Oregon Ag Press “Delisting wolf may not help”

Oregon may have as few as a pair of wolves and it’s state protections drop after four breeding pairs, but just west of the Snake lies a temporary reprieve for wolves. Capital News, an Ag publication, illustrates a few of Oregon’s state protections “Delisting wolf may not help” (broken/pay) :

One thing the federal delisting will do is give the state authority to intervene and kill a problem wolf in cases of chronic depredation. It also will give the state authority to issue a permit for lethal take to livestock producers who suffer wolf depredation – provided the producer first fails to resolve the conflict through non-lethal strategies.

Emphasis mine. I’m still rubbing my eyes.

One Response to “Oregon Ag Press “Delisting wolf may not help””

  1. Maska Says:

    I’m rubbing mine, too.

    Sometimes you have to wonder what planet both federal and state wolf “managers” are living on. Despite alleged baiting, rampant poaching over the years (at least 25 animals), three “disappeared” Mexican wolves near the same two problem allotments where 89% of this year’s removals for depredations occurred (and where the alleged baiting took place), and an almost certain decline in both population and breeding pairs when they do the end-of-year survey next week, the powers that be in the U. S. Fish and Wildlife Service are still refusing to change the totally discretionary SOP 13.0.

    This SOP mandates the removal of any wolf that kills three head of livestock in 365 days.

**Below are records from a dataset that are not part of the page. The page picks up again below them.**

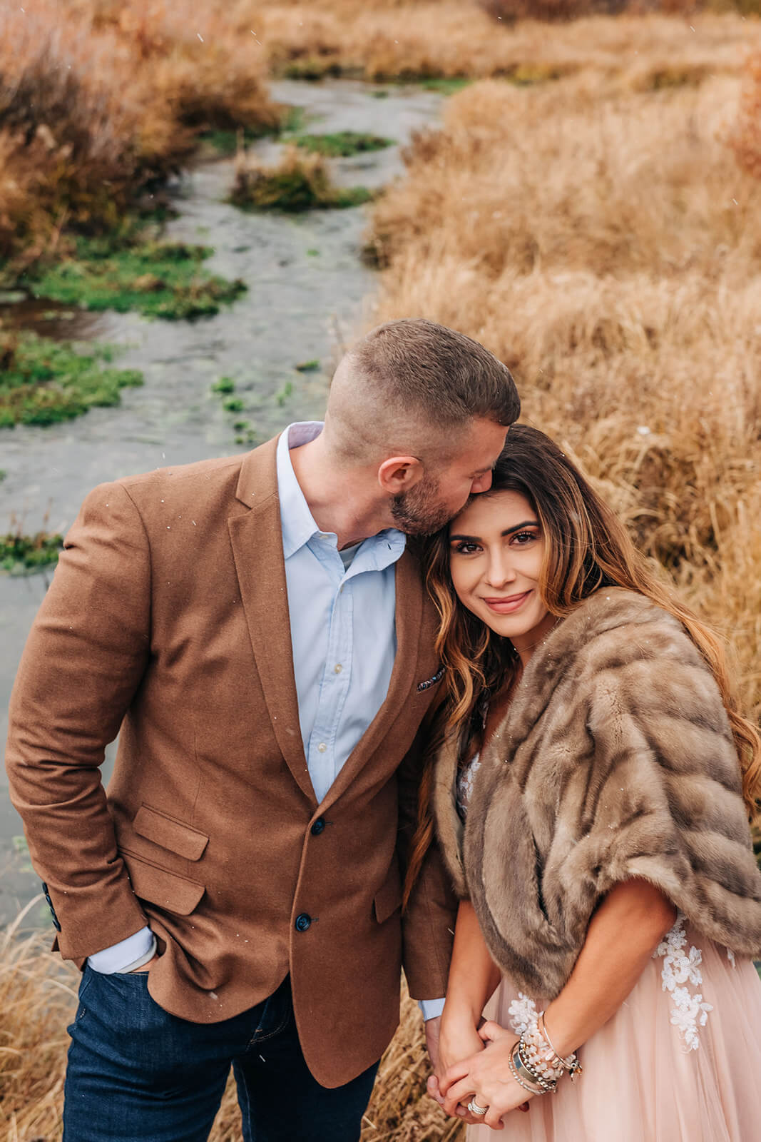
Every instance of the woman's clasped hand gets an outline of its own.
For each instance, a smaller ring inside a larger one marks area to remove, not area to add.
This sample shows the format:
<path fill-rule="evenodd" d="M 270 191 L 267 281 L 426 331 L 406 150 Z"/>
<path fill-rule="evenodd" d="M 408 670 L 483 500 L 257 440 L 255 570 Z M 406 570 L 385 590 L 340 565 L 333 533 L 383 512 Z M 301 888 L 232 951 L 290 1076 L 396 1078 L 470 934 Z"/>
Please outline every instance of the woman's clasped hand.
<path fill-rule="evenodd" d="M 487 1109 L 485 1115 L 467 1113 L 468 1121 L 501 1131 L 503 1116 L 511 1110 L 528 1110 L 528 1099 L 534 1095 L 527 1095 L 510 1072 L 510 1057 L 518 1037 L 494 1022 L 484 1023 L 476 1034 L 486 1049 L 447 1068 L 439 1081 L 443 1107 L 447 1115 L 454 1116 L 472 1099 L 477 1107 Z"/>

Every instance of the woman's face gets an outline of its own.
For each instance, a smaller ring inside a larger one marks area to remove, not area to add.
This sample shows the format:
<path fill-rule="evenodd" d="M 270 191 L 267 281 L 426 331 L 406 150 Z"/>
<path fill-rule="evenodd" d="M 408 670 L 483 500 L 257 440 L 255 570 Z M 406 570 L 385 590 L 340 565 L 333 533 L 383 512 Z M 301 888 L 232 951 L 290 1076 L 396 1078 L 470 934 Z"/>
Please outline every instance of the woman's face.
<path fill-rule="evenodd" d="M 531 650 L 554 624 L 540 595 L 544 537 L 519 492 L 476 496 L 450 524 L 458 598 L 516 650 Z"/>

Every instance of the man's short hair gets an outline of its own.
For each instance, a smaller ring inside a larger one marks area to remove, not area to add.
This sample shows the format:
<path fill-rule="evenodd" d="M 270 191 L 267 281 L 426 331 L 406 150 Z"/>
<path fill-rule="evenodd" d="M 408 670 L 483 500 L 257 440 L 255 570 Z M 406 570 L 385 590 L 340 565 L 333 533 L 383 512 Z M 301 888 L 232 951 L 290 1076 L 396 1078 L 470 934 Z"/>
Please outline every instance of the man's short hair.
<path fill-rule="evenodd" d="M 412 451 L 420 431 L 438 451 L 432 437 L 451 436 L 473 418 L 513 424 L 520 399 L 508 367 L 478 341 L 407 317 L 371 329 L 348 352 L 327 410 L 334 443 L 348 457 L 363 447 Z"/>

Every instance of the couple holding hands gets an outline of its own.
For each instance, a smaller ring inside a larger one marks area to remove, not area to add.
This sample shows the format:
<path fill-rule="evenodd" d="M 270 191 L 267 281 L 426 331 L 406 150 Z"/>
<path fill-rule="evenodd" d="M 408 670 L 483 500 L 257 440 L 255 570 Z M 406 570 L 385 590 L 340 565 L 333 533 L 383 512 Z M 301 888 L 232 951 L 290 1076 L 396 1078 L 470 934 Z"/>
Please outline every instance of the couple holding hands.
<path fill-rule="evenodd" d="M 473 1139 L 758 1136 L 759 737 L 519 410 L 390 322 L 324 424 L 84 500 L 7 751 L 83 970 L 65 1142 L 203 1142 L 230 1065 L 245 1142 L 356 1142 L 402 967 Z"/>

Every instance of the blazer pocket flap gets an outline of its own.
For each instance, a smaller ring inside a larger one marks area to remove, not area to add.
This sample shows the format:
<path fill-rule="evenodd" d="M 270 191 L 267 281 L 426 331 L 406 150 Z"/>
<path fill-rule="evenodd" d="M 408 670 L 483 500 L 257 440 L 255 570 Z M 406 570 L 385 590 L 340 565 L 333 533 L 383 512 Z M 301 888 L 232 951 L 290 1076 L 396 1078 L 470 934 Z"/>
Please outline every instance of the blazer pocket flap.
<path fill-rule="evenodd" d="M 151 864 L 141 856 L 122 851 L 124 863 L 132 882 L 135 895 L 159 904 L 177 916 L 189 916 L 207 891 L 197 880 L 168 872 L 165 868 Z"/>
<path fill-rule="evenodd" d="M 402 882 L 398 868 L 394 869 L 394 875 L 388 876 L 375 893 L 373 907 L 379 924 L 382 924 L 383 920 L 394 915 L 397 908 L 402 907 Z"/>
<path fill-rule="evenodd" d="M 199 860 L 209 844 L 205 833 L 199 833 L 189 825 L 176 821 L 173 817 L 168 817 L 157 809 L 151 809 L 149 805 L 140 805 L 132 821 L 132 828 L 146 841 L 153 841 L 154 844 L 169 849 L 186 860 Z"/>

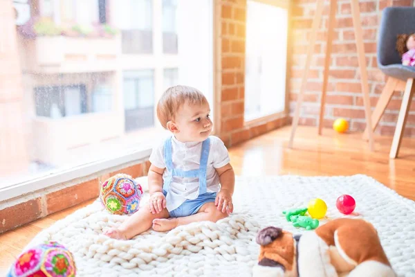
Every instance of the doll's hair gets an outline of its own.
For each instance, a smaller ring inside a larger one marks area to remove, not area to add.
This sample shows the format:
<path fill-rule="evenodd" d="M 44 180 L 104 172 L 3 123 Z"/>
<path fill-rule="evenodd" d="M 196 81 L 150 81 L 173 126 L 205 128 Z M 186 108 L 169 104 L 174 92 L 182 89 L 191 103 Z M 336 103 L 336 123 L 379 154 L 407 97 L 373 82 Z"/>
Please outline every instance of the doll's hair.
<path fill-rule="evenodd" d="M 403 55 L 407 52 L 408 48 L 406 46 L 406 42 L 408 40 L 411 35 L 408 34 L 400 34 L 397 36 L 396 39 L 396 50 L 399 55 Z"/>

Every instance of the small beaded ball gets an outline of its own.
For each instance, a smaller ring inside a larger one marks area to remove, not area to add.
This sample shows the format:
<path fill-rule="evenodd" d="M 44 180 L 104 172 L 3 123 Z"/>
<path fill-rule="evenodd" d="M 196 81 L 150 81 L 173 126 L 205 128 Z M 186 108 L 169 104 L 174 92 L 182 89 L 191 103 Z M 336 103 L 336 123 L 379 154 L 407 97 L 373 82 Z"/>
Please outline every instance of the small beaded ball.
<path fill-rule="evenodd" d="M 127 174 L 117 174 L 101 186 L 100 199 L 105 208 L 114 215 L 134 213 L 140 208 L 142 188 Z"/>
<path fill-rule="evenodd" d="M 62 244 L 48 242 L 23 252 L 8 277 L 75 277 L 76 267 L 72 253 Z"/>

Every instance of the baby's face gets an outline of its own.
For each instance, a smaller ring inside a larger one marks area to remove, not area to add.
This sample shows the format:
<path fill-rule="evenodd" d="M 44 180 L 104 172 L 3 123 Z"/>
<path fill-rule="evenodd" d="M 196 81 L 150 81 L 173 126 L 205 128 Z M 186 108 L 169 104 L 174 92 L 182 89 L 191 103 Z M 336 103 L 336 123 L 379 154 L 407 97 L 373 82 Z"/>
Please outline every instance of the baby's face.
<path fill-rule="evenodd" d="M 415 34 L 412 34 L 407 40 L 407 48 L 408 50 L 415 48 Z"/>
<path fill-rule="evenodd" d="M 174 134 L 176 137 L 182 142 L 203 141 L 208 138 L 213 126 L 210 113 L 209 104 L 183 105 L 176 115 L 178 130 Z"/>

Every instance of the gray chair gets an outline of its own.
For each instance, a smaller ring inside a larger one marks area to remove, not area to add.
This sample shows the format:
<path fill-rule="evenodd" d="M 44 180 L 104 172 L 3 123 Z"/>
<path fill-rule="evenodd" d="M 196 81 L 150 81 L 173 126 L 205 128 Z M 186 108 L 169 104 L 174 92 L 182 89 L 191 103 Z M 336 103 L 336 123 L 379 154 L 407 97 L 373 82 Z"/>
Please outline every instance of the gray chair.
<path fill-rule="evenodd" d="M 395 159 L 399 152 L 411 100 L 415 91 L 415 67 L 402 65 L 401 57 L 396 49 L 399 34 L 415 33 L 415 8 L 389 7 L 382 15 L 378 39 L 378 67 L 388 77 L 375 110 L 372 114 L 372 129 L 379 123 L 394 91 L 404 91 L 400 110 L 389 157 Z M 367 138 L 367 129 L 364 136 Z"/>

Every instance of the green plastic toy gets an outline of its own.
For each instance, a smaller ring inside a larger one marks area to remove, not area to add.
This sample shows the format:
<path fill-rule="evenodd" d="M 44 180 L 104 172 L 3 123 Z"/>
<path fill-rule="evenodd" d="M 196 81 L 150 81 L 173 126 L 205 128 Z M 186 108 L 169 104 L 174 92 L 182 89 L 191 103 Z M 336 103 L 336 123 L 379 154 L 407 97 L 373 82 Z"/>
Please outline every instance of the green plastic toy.
<path fill-rule="evenodd" d="M 293 215 L 290 217 L 294 227 L 303 227 L 306 230 L 315 229 L 318 227 L 318 220 L 313 219 L 308 216 Z"/>
<path fill-rule="evenodd" d="M 286 219 L 289 222 L 293 215 L 304 215 L 307 213 L 307 208 L 291 208 L 288 211 L 283 211 L 282 214 L 285 215 Z"/>

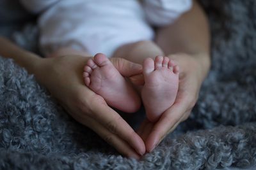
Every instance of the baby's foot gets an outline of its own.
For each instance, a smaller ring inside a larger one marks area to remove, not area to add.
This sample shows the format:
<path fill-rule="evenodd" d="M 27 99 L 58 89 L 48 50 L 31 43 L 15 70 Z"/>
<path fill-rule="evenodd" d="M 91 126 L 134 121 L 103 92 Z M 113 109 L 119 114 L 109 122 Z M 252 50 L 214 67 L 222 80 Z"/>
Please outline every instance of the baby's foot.
<path fill-rule="evenodd" d="M 148 58 L 143 62 L 145 85 L 141 91 L 147 116 L 156 122 L 174 103 L 178 91 L 179 67 L 169 58 Z"/>
<path fill-rule="evenodd" d="M 85 85 L 109 106 L 129 113 L 140 108 L 138 94 L 104 54 L 97 53 L 87 61 L 83 77 Z"/>

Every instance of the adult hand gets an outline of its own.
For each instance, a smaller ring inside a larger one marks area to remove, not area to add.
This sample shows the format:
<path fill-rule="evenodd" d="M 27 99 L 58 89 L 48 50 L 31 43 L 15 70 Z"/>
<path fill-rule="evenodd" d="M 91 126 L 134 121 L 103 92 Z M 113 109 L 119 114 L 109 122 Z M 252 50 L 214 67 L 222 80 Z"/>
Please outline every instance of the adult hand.
<path fill-rule="evenodd" d="M 206 76 L 209 62 L 205 56 L 184 53 L 170 55 L 180 67 L 179 90 L 174 104 L 161 116 L 157 122 L 145 120 L 138 134 L 145 143 L 146 150 L 151 152 L 181 122 L 186 120 L 195 106 L 199 90 Z"/>
<path fill-rule="evenodd" d="M 138 159 L 145 152 L 141 138 L 101 96 L 84 85 L 82 75 L 88 59 L 81 56 L 42 59 L 33 73 L 77 121 L 92 129 L 120 153 Z M 112 62 L 125 76 L 142 71 L 140 65 L 124 59 L 112 59 Z"/>

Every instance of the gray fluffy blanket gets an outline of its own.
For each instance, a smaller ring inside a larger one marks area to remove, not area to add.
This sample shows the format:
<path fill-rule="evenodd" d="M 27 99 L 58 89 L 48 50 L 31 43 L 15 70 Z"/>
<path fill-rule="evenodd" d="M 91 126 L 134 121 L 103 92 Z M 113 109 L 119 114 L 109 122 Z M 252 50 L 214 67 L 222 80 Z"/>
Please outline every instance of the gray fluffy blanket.
<path fill-rule="evenodd" d="M 120 155 L 68 116 L 33 75 L 0 57 L 0 169 L 212 169 L 255 165 L 256 1 L 202 1 L 212 36 L 211 72 L 189 119 L 139 161 Z M 27 26 L 13 34 L 18 44 L 33 46 L 29 30 L 34 29 Z M 143 115 L 143 110 L 136 114 Z M 136 120 L 134 125 L 140 123 Z"/>

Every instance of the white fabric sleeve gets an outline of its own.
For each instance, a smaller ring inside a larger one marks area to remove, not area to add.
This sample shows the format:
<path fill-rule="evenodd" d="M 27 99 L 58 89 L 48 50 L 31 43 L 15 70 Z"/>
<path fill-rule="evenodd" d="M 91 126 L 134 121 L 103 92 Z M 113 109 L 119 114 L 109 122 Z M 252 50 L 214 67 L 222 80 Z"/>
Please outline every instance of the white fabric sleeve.
<path fill-rule="evenodd" d="M 29 11 L 38 13 L 61 0 L 20 0 L 20 2 Z"/>
<path fill-rule="evenodd" d="M 189 11 L 192 3 L 192 0 L 144 0 L 143 6 L 150 24 L 163 26 Z"/>

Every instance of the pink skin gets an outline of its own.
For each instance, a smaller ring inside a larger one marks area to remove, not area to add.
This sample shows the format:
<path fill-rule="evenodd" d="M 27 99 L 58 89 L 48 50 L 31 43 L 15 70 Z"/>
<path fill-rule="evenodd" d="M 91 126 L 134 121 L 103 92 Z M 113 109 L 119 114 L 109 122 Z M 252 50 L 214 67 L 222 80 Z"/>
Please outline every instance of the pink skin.
<path fill-rule="evenodd" d="M 168 57 L 157 56 L 143 62 L 142 101 L 148 119 L 156 122 L 174 103 L 179 85 L 179 67 Z"/>
<path fill-rule="evenodd" d="M 85 85 L 109 106 L 127 113 L 140 108 L 139 96 L 104 54 L 97 53 L 87 61 L 83 77 Z"/>

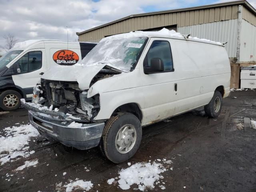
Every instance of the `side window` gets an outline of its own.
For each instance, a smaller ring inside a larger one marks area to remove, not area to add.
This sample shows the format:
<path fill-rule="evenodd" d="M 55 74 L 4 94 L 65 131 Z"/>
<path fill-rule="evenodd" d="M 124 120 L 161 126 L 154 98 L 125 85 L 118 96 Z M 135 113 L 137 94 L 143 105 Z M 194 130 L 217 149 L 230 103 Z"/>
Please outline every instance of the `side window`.
<path fill-rule="evenodd" d="M 20 69 L 21 73 L 34 71 L 42 67 L 42 52 L 29 52 L 20 58 L 16 63 Z"/>
<path fill-rule="evenodd" d="M 42 52 L 34 51 L 28 53 L 28 72 L 42 67 Z"/>
<path fill-rule="evenodd" d="M 144 66 L 150 66 L 150 60 L 160 58 L 164 63 L 164 71 L 172 71 L 173 64 L 170 43 L 166 41 L 154 41 L 152 43 L 144 60 Z"/>
<path fill-rule="evenodd" d="M 28 71 L 28 54 L 27 53 L 20 58 L 16 63 L 18 63 L 21 73 L 27 73 Z"/>

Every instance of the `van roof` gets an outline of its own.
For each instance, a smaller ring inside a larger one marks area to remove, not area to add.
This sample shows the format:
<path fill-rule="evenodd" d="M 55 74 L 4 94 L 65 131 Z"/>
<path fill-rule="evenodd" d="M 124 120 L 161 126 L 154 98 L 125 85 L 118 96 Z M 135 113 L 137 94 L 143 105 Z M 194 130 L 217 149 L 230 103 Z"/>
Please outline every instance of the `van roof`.
<path fill-rule="evenodd" d="M 68 41 L 64 40 L 57 40 L 53 39 L 32 39 L 30 40 L 27 40 L 26 41 L 23 41 L 22 42 L 19 42 L 16 43 L 13 47 L 12 48 L 12 50 L 24 50 L 26 48 L 30 46 L 31 45 L 35 44 L 36 43 L 39 43 L 39 42 L 44 42 L 45 43 L 50 43 L 50 42 L 67 42 Z M 79 43 L 91 43 L 91 44 L 96 44 L 96 43 L 92 43 L 90 42 L 76 42 L 74 41 L 68 41 L 68 43 L 70 44 L 77 44 Z"/>
<path fill-rule="evenodd" d="M 180 33 L 176 32 L 174 30 L 169 30 L 166 28 L 163 28 L 158 31 L 136 31 L 129 33 L 123 33 L 109 36 L 103 38 L 100 42 L 107 40 L 114 40 L 118 39 L 130 38 L 133 37 L 161 37 L 172 39 L 177 39 L 182 40 L 189 40 L 202 43 L 208 43 L 221 46 L 224 46 L 224 43 L 216 42 L 211 40 L 200 39 L 197 37 L 192 37 L 189 35 L 182 35 Z"/>

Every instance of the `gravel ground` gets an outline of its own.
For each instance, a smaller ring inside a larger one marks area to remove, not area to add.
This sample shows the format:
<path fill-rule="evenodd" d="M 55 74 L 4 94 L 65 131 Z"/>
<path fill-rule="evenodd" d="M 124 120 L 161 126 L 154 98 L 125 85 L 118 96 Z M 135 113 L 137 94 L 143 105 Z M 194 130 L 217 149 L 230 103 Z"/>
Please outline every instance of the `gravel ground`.
<path fill-rule="evenodd" d="M 0 131 L 16 123 L 27 124 L 27 114 L 22 108 L 0 112 Z M 222 113 L 216 119 L 206 117 L 199 108 L 144 128 L 138 152 L 119 164 L 103 158 L 98 148 L 80 150 L 44 141 L 40 136 L 34 138 L 29 146 L 34 153 L 0 166 L 0 191 L 65 191 L 58 184 L 76 178 L 91 181 L 90 191 L 121 191 L 117 183 L 109 185 L 107 180 L 118 177 L 119 171 L 129 167 L 128 162 L 159 163 L 159 159 L 162 163 L 166 159 L 173 163 L 161 174 L 164 178 L 145 191 L 255 192 L 256 130 L 243 128 L 244 117 L 256 120 L 256 91 L 232 92 L 224 100 Z M 25 161 L 35 160 L 36 166 L 16 170 Z M 166 189 L 161 190 L 160 185 Z M 136 184 L 131 187 L 126 191 L 138 188 Z"/>

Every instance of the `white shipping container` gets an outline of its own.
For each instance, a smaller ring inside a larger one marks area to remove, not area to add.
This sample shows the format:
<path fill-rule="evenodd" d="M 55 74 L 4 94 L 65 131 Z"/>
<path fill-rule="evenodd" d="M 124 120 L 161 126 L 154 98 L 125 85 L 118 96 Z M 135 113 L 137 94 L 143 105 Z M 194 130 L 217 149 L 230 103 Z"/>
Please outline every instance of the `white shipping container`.
<path fill-rule="evenodd" d="M 256 89 L 256 65 L 241 68 L 241 88 Z"/>

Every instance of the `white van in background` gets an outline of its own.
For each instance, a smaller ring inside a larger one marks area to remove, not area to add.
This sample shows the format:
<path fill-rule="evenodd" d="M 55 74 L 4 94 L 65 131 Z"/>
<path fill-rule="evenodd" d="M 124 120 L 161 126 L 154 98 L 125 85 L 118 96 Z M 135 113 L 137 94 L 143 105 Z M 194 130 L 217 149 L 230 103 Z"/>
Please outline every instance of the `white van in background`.
<path fill-rule="evenodd" d="M 80 62 L 96 45 L 48 40 L 16 43 L 0 58 L 0 108 L 18 108 L 21 98 L 31 98 L 33 87 L 46 71 Z"/>

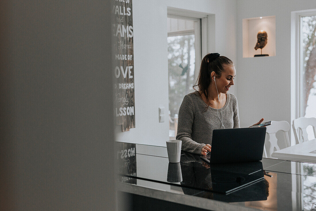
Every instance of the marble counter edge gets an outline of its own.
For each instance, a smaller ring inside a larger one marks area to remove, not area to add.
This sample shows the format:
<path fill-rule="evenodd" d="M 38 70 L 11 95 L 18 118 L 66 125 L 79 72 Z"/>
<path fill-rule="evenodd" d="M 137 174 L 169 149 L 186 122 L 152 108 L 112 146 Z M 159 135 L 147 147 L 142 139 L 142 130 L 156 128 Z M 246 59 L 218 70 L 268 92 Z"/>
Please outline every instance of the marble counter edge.
<path fill-rule="evenodd" d="M 179 194 L 120 182 L 118 182 L 117 187 L 118 190 L 120 191 L 211 210 L 250 211 L 262 210 L 231 204 L 227 202 L 213 199 L 189 195 Z M 198 206 L 197 206 L 198 205 Z"/>
<path fill-rule="evenodd" d="M 315 156 L 310 155 L 302 155 L 274 152 L 271 155 L 271 157 L 288 161 L 316 163 Z"/>

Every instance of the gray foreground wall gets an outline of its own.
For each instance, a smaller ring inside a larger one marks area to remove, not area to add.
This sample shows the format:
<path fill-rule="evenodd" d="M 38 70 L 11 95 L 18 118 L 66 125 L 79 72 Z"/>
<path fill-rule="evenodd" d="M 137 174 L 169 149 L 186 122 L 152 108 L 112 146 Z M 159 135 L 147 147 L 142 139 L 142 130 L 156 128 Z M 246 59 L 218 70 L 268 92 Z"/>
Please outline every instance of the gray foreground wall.
<path fill-rule="evenodd" d="M 115 209 L 110 3 L 0 1 L 0 210 Z"/>

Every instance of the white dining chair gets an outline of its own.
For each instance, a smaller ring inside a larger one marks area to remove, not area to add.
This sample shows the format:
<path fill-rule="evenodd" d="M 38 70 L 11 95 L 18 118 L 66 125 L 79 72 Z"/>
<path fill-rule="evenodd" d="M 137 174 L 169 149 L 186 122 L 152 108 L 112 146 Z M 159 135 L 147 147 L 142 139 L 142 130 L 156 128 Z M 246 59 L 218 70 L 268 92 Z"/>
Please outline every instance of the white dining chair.
<path fill-rule="evenodd" d="M 308 141 L 308 138 L 306 128 L 309 125 L 312 125 L 314 131 L 314 137 L 316 138 L 316 118 L 312 117 L 300 117 L 293 120 L 293 131 L 294 133 L 296 144 L 300 144 L 302 142 Z M 299 135 L 301 131 L 301 135 Z"/>
<path fill-rule="evenodd" d="M 266 127 L 264 152 L 266 157 L 271 158 L 271 155 L 273 152 L 281 149 L 278 145 L 278 140 L 276 135 L 278 131 L 281 131 L 283 132 L 285 135 L 285 138 L 283 140 L 284 144 L 283 144 L 283 146 L 281 146 L 282 148 L 290 146 L 290 141 L 288 133 L 288 131 L 290 130 L 290 124 L 286 121 L 271 121 L 271 125 L 267 126 Z M 266 149 L 266 144 L 268 142 L 270 144 L 269 155 L 267 154 Z"/>

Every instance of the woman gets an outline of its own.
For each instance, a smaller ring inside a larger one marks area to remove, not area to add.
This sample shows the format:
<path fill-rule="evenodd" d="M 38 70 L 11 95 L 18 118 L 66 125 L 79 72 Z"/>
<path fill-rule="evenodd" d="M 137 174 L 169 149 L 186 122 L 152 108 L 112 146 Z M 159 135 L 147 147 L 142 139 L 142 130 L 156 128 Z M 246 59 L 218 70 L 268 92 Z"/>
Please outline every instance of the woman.
<path fill-rule="evenodd" d="M 176 139 L 183 150 L 205 155 L 211 151 L 213 130 L 240 127 L 237 99 L 228 93 L 235 75 L 227 57 L 213 53 L 203 58 L 194 86 L 199 90 L 185 95 L 179 110 Z"/>

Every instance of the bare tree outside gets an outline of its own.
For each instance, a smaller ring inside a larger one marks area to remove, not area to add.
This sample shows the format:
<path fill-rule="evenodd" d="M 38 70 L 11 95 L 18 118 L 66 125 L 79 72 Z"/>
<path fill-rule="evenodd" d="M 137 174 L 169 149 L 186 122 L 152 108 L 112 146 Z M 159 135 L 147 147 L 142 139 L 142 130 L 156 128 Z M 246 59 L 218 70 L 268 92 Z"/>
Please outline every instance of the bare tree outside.
<path fill-rule="evenodd" d="M 195 82 L 195 52 L 194 35 L 168 37 L 171 137 L 176 135 L 173 134 L 175 117 L 176 118 L 183 97 L 192 91 Z"/>
<path fill-rule="evenodd" d="M 306 117 L 316 117 L 316 16 L 302 17 L 301 18 L 302 114 Z M 307 129 L 309 138 L 310 137 L 313 138 L 312 129 Z M 316 195 L 316 166 L 308 163 L 303 165 L 303 210 L 309 210 L 316 200 L 314 196 Z"/>
<path fill-rule="evenodd" d="M 302 17 L 301 19 L 303 114 L 305 116 L 308 106 L 316 108 L 316 101 L 311 100 L 313 99 L 312 98 L 316 99 L 316 16 Z"/>

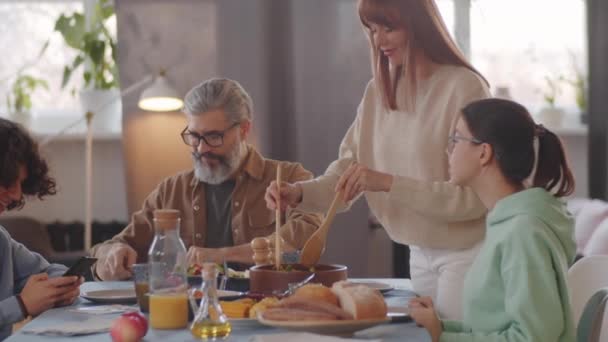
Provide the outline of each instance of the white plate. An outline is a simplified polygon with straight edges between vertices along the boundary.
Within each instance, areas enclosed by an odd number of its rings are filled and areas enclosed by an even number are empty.
[[[232,300],[232,299],[238,299],[238,298],[242,298],[244,297],[245,294],[243,292],[238,292],[238,291],[229,291],[229,290],[217,290],[217,297],[223,300]],[[200,298],[196,298],[197,300],[200,300],[202,297]]]
[[[349,282],[358,285],[365,285],[367,287],[371,287],[372,289],[378,290],[382,293],[386,293],[390,290],[394,290],[395,288],[389,284],[381,283],[377,281],[364,281],[364,280],[349,280]]]
[[[135,289],[87,291],[80,294],[84,299],[103,304],[133,304],[137,302]]]
[[[234,327],[254,327],[259,326],[260,322],[255,318],[228,318]]]
[[[239,291],[217,290],[217,297],[221,299],[237,299],[245,294]]]
[[[336,321],[274,321],[258,317],[260,323],[275,328],[322,335],[352,335],[354,332],[390,322],[390,318]]]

The rationale for this quasi-criminal protocol is that if the Service doesn’t remove these animals, certain locals will resort to “shoot, shovel, and shut up.” Clearly, caving in to extortion isn’t working, moreover, the rigid rule is an open invitation to bait an animal that has already killed one or more cattle. One is reminded of the general back in the Vietnam War who was quoted as saying, “We had to destroy the village in order to save it.”

    Meanwhile, the wild population declines. Mexican wolves languish in captivity, where genetic deterioration sets in over time, leading to inbreeding depression in the small (roughly 300 lobos) population. Needed rule change was delayed for years while the situation worsened, and was only undertaken when it became evident that a failure to do so would result in litigation. It may still take up to two more years to complete. To the careful observer, the whole situation looks like “biological malpractice” on the part of USFWS.